Een doelman is nog steeds de meest ondergewaardeerde positie op het veld. Toen we jong waren en op straat voetbalden, werd de minste voetballer vaak in het doel – of juister gezegd, tussen twee stapeltjes kleren – gezet. In het moderne topvoetbal wordt hij nog steeds als de minst waardevolle pion op het veld beschouwd.

In de ranglijst van honderd duurste transfers uit de voetbalgeschiedenis staat slechts één doelwachter: Buffon is 24e, dankzij zijn overgang in 2001 van Parma naar Juventus voor 53 miljoen euro (al bestond de transfersom voor een deel uit de overstap van Jonathan Bachini van Juve naar Parma).

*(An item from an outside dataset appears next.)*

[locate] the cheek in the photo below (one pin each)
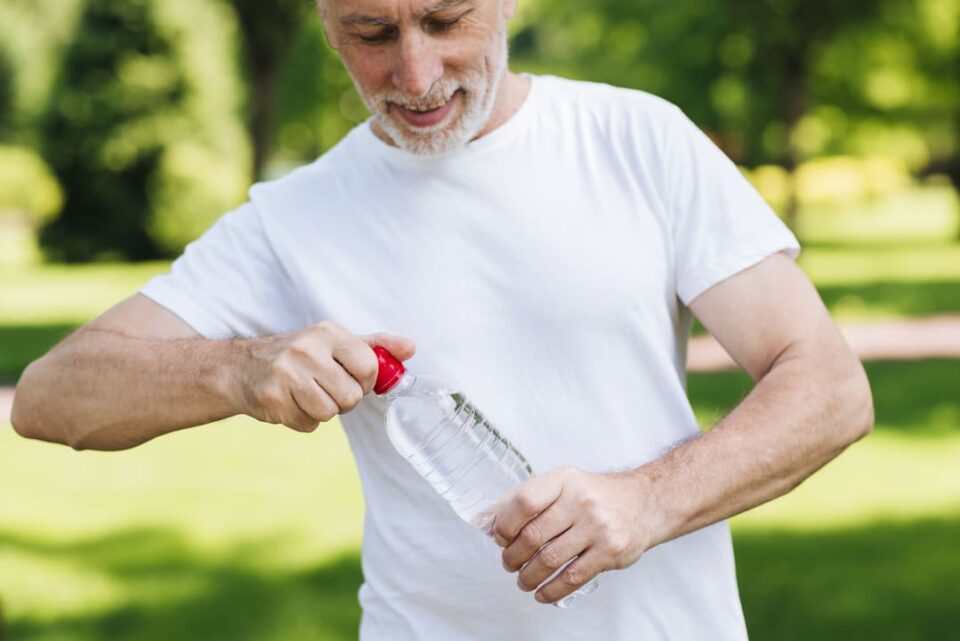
(372, 71)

Het Zwitserse CIES Football Observatory berekent ieder jaar de huidige transferwaarde van spelers, niet alleen op basis van hun prestaties, maar ook van leeftijd en contractduur. In hun top 100 slechts vier portiers: Jan Oblak op 43 (59,8 miljoen euro), Thibaut Courtois op 46 (55,2 miljoen), David de Gea op 58 (48,8 miljoen) en Manuel Neuer op 67 (45 miljoen). Ter vergelijking: de duurste verdediger is Héctor Bellerín (70,3 miljoen), de duurste middenvelder Paul Pogba (155,3 miljoen) en de meest waardevolle spits Neymar (246,8 miljoen).

Een topspits wordt dus bijna vijf keer hoger ingeschat dan een topkeeper, terwijl de Engelse trainer Brian Clough al in de jaren zeventig doorhad dat een grote redding van een doelman op het scorebord dezelfde impact heeft als een doelpunt van een aanvaller.

Een doelman heeft echter de pech dat hij een fabelachtige wedstrijd kan spelen zonder een bal tegen te houden, omdat hij dankzij goed positiespel de hoeken zo kan verkleinen dat de aanvaller geïntimideerd raakt en naast of over schiet. Elke fout die een ballenvanger begaat, kan daarentegen de kop van het verslag in de krant worden.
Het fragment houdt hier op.